One day, not too long ago, our grand daughter Agnes, almost 14, told us she was going to give up her stuffed animal collection. We were shocked.

Agnes has loved stuffies from the time she was born, or at least pretty close to then. The first stuffie I remember was a whitish bunny with a pink nose who is now grey with age. That bunny went everywhere with her. I lost track of which stuffies came next. But Agnes didn’t. She gave them all names and cared for them with a mother’s love.

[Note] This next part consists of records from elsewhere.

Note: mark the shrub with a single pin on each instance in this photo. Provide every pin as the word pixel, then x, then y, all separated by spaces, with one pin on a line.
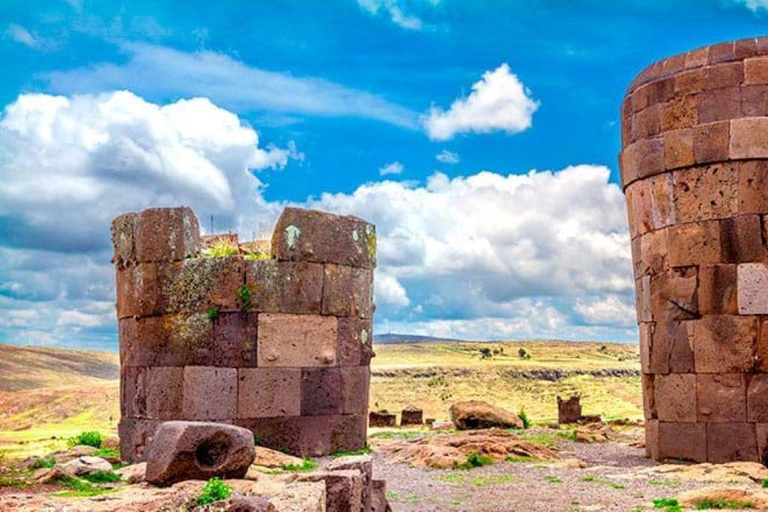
pixel 214 490
pixel 90 438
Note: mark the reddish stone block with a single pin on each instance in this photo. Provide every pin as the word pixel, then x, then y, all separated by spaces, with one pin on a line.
pixel 210 393
pixel 678 148
pixel 234 340
pixel 675 397
pixel 164 392
pixel 756 70
pixel 297 340
pixel 754 100
pixel 285 286
pixel 166 234
pixel 355 382
pixel 757 398
pixel 310 235
pixel 321 391
pixel 347 291
pixel 711 142
pixel 717 290
pixel 719 104
pixel 728 442
pixel 730 74
pixel 355 341
pixel 753 288
pixel 647 122
pixel 694 244
pixel 704 193
pixel 724 343
pixel 687 441
pixel 753 186
pixel 741 239
pixel 124 239
pixel 721 397
pixel 269 392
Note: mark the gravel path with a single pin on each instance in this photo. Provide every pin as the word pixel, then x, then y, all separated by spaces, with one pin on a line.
pixel 610 482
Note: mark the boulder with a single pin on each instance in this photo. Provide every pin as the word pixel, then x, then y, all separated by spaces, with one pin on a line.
pixel 187 450
pixel 86 466
pixel 476 414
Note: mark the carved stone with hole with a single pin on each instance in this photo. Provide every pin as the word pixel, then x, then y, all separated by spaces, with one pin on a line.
pixel 188 450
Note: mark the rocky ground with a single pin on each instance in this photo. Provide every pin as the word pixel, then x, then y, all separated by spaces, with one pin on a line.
pixel 539 469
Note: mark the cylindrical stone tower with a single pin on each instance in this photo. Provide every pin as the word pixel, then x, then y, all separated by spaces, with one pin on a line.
pixel 694 167
pixel 280 345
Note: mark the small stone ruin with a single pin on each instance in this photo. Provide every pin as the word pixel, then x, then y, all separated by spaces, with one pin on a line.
pixel 278 342
pixel 694 167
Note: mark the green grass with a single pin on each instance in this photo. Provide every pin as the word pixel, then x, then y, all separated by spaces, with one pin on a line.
pixel 214 490
pixel 306 465
pixel 724 504
pixel 89 438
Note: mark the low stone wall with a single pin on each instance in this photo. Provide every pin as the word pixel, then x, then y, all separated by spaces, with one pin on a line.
pixel 280 346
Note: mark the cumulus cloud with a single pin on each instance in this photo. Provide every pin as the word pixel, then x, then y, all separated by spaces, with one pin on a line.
pixel 392 168
pixel 447 157
pixel 498 102
pixel 228 82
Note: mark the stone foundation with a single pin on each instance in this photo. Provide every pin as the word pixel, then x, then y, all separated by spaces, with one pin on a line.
pixel 280 346
pixel 694 167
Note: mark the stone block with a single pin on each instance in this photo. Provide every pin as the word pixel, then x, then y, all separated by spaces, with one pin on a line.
pixel 164 386
pixel 675 397
pixel 719 104
pixel 678 148
pixel 694 244
pixel 124 239
pixel 753 186
pixel 321 391
pixel 355 383
pixel 741 239
pixel 724 343
pixel 748 138
pixel 355 341
pixel 687 441
pixel 756 70
pixel 757 398
pixel 728 442
pixel 721 397
pixel 704 193
pixel 234 340
pixel 711 142
pixel 310 235
pixel 210 393
pixel 752 288
pixel 297 340
pixel 285 286
pixel 166 234
pixel 347 291
pixel 268 392
pixel 717 290
pixel 343 488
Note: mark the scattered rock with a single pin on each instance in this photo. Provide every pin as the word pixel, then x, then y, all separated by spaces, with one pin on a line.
pixel 446 451
pixel 186 450
pixel 476 414
pixel 86 466
pixel 134 473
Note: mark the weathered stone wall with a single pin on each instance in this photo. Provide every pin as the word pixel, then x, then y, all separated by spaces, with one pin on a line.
pixel 695 172
pixel 280 346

Agnes’s favourite game with the stuffies was playing school. We would go down to her basement playroom, aka classroom, and she would line up all the “students” and take attendance. Then she would call on me, the classroom assistant, to organize the activity centres. We’d divide the stuffies; Racoon, Tiger, Sarah, Chicken, Chef, Seal, Parrot and the others, and let them all play together. Then a fight would break out and Sarah would get sent to the office, (thrown unceremoniously into a closet), meaning that the teacher wanted to play a different game, so school was dismissed for the day.

These stuffies grew in number and took on various roles in Agnes’s young life: passengers in her little stroller, characters in dramatic scenes that she made up, sleeping companions in her bed at night. As time went on, they moved to places on her dresser or on bookshelves, and finally in bags in a storage cupboard. The special ones went with her to New Zealand on a family trip while those left behind were shrink-wrapped for safe-keeping.

Then Agnes began to grow up and develop other interests, and the stuffies retired to the background of her life. One day, when the family was packing up for a move to a new residence, Agnes was confronted with the size of her collection. That white-grey bunny now had almost 70 companions. But the enormity of her collection was nothing compared to the enormity of the decision she had to make. What to do with all those small souls who had been part of her life for 13 years?

The answer came as welcome relief. Our local community center, Stonegate Ministry, was co-hosting a BBQ with a local church. The Summer Sizzler was to be held on a Saturday in May. There would be a lot of kids attending with their parents and, while the parents socialized together, what were the kids going to do to amuse themselves?

Agnes is familiar with this church. She donated her books when she was younger and, a few times, she joined me on a Saturday to help kids pick out a book to take home. So, when I mentioned the BBQ, she was more than happy to donate her stuffies – the whole collection.

On Summer Sizzler Saturday morning, the stuffies were set up on a table near the entrance – the best spot in the event. The kids quickly gathered around the table. Soon Parrot was flying around the grounds on somebody’s shoulder, Racoon was being hugged to death, Chicken was squawking on the head of an energetic boy, and Elephant was joining a rabbit sibling.

In the end all the stuffies found new homes. And Agnes can move on with her life, knowing that her childhood companions are well taken care of.